By Jack Hawkins.
In 1997, action thrillers such as Face/Off, Con Air and Air Force One commanded hundreds of millions of dollars at the box office. The camerawork was slick and the spectacle was satisfyingly tangible. They had real stunts, real explosions and real car chases. Because of this, brawny action fare of the 80s and 90s occupy a special place in many nostalgic hearts, driving the popularity of contemporary franchises like John Wick and The Raid.
But not all action thrillers are remembered. Breakdown, released on 2 May 1997 and starring Kurt Russell, has been relegated to hidden-gem status. It doesn’t have the ballistic ballet of Face/Off or the pantomime villainy of Air Force One; rather, it mixes the frenzied energy of Duel with the real world, class-flavoured terror of Deliverance, resulting in a superlative piece of American thriller filmmaking.
The taut plotting wastes no time in establishing Jeff (Kurt Russell) and his wife Amy (Kathleen Quinlan), a professional couple driving from Massachusetts to their new home in San Diego. They reach the desolate stretches of the American Southwest when their new Jeep shudders to a halt, minutes after a volatile exchange with a belligerent hick at a petrol station. Happily, an amiable truck driver agrees to take Amy to a nearby diner while Jeff guards their vehicle, but a nightmare ensues when she vanishes without a trace. Breakdown’s tagline is ‘it could happen to you’, and it largely rings true here in what is a credible depiction of a freak, disorientating situation.
This credibility is achieved in large part by the script, which deftly considers how the characters and viewers will react to situation – the questions they’d ask, the actions they’d take. But props are also due to the believable everyman in Kurt Russell, who had played another besieged, bourgeois husband in 1992’s Unlawful Entry.
Russell had faced a maniacally jealous cop in that film, but the enemy in Breakdown is more sinister than that. The enemy is a cabal whose criminal tentacles seem to have infiltrated every part of the sparse local community, making our protagonist – and us – feel deeply vulnerable. Jeff has no superpowers to prise Amy out of this desperate predicament; if the conspiracy doesn’t kill him, the oppressive American desert will.
All of this sweat, blood and hardship give Breakdown a soul that is missing in the synthetic claptrap of our era.

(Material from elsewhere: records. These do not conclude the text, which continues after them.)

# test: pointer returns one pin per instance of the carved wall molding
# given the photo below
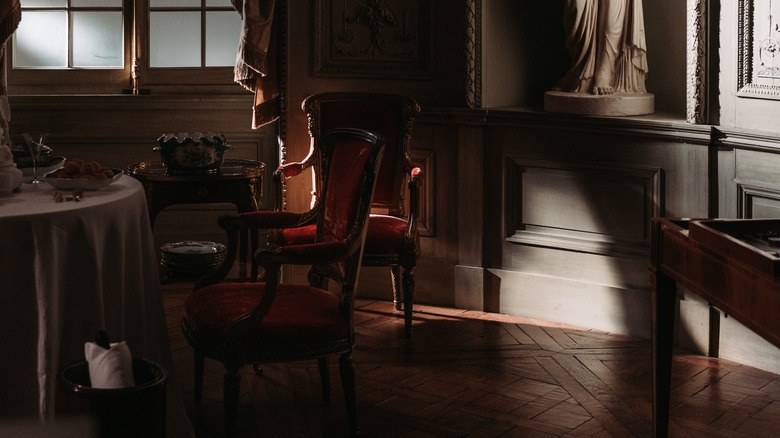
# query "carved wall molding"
(473, 50)
(749, 197)
(540, 191)
(697, 41)
(759, 49)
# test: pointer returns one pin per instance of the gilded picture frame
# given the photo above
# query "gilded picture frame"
(374, 38)
(759, 49)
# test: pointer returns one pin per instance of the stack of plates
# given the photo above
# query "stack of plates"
(192, 258)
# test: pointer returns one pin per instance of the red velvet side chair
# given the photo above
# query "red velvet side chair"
(241, 323)
(392, 239)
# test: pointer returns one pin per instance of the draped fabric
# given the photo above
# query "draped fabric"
(10, 16)
(606, 42)
(257, 64)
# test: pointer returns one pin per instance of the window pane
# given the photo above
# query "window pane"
(175, 39)
(176, 3)
(97, 3)
(41, 40)
(223, 31)
(43, 3)
(97, 39)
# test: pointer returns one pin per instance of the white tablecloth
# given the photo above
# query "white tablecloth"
(68, 269)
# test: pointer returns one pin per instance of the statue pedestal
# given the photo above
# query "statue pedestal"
(618, 104)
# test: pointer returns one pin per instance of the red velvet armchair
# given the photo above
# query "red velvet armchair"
(392, 239)
(242, 322)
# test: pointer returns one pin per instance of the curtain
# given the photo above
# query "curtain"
(10, 16)
(257, 64)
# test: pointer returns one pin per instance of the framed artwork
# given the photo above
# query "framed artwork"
(373, 38)
(759, 49)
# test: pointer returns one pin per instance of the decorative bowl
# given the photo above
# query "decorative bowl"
(187, 153)
(56, 180)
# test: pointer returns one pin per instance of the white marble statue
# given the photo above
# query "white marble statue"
(606, 41)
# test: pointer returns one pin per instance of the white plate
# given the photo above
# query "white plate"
(54, 164)
(80, 183)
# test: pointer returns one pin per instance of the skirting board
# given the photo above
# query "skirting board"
(590, 305)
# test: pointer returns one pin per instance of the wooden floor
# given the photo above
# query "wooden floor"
(484, 375)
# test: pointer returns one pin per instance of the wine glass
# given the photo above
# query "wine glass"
(35, 144)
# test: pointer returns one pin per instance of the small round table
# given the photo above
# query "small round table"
(237, 182)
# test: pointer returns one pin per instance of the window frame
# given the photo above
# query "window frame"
(148, 80)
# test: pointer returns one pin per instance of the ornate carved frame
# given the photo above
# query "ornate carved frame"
(362, 38)
(748, 84)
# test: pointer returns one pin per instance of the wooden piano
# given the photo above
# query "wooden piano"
(733, 264)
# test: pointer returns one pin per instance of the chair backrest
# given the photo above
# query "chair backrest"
(349, 163)
(388, 115)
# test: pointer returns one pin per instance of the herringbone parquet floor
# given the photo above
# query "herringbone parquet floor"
(484, 375)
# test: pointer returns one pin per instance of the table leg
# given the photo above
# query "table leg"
(664, 297)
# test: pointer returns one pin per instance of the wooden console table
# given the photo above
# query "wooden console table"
(238, 182)
(733, 264)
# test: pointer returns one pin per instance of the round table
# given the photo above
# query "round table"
(67, 270)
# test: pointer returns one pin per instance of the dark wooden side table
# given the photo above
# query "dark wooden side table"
(239, 182)
(733, 264)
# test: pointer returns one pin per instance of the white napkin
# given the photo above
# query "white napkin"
(112, 368)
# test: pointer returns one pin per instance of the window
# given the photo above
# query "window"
(101, 46)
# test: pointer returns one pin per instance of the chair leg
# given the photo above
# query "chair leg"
(198, 361)
(347, 369)
(408, 299)
(322, 363)
(231, 390)
(395, 278)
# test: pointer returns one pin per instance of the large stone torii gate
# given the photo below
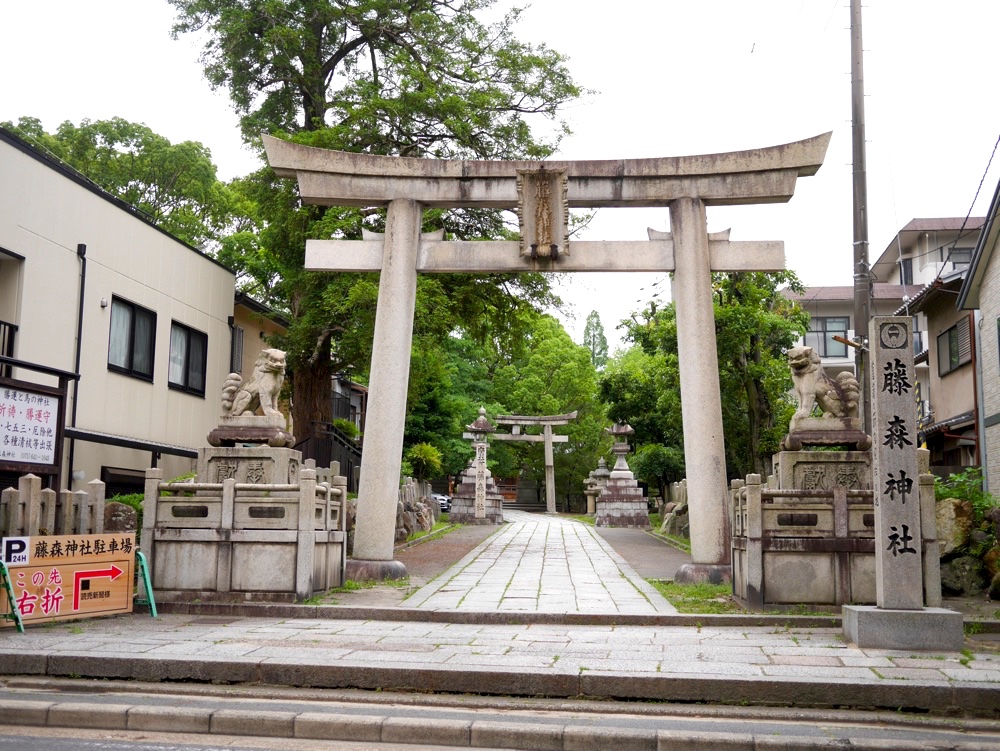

But that is not to say Breakdown is a realist picture; notions of conceivability evaporate as the plot crescendos to a bombastic climax, one that could only exist in a Hollywood movie. Yet that is exactly what this is – a punchy American thriller with good guys, bad guys and a relentless life and death struggle. Besides, everything that precedes the finale – the tension, the mystery, the reversals of fortune – make for such compulsive viewing that we forgive and even welcome the sledgehammer denouement. It is the proverbial white-knuckle ride.
Cineastes may bemoan the rise of streaming services for their evisceration of hard copy media, yet these platforms can breathe new life into forgotten gems. Breakdown, which is available now on Amazon Prime, is a stellar case in point.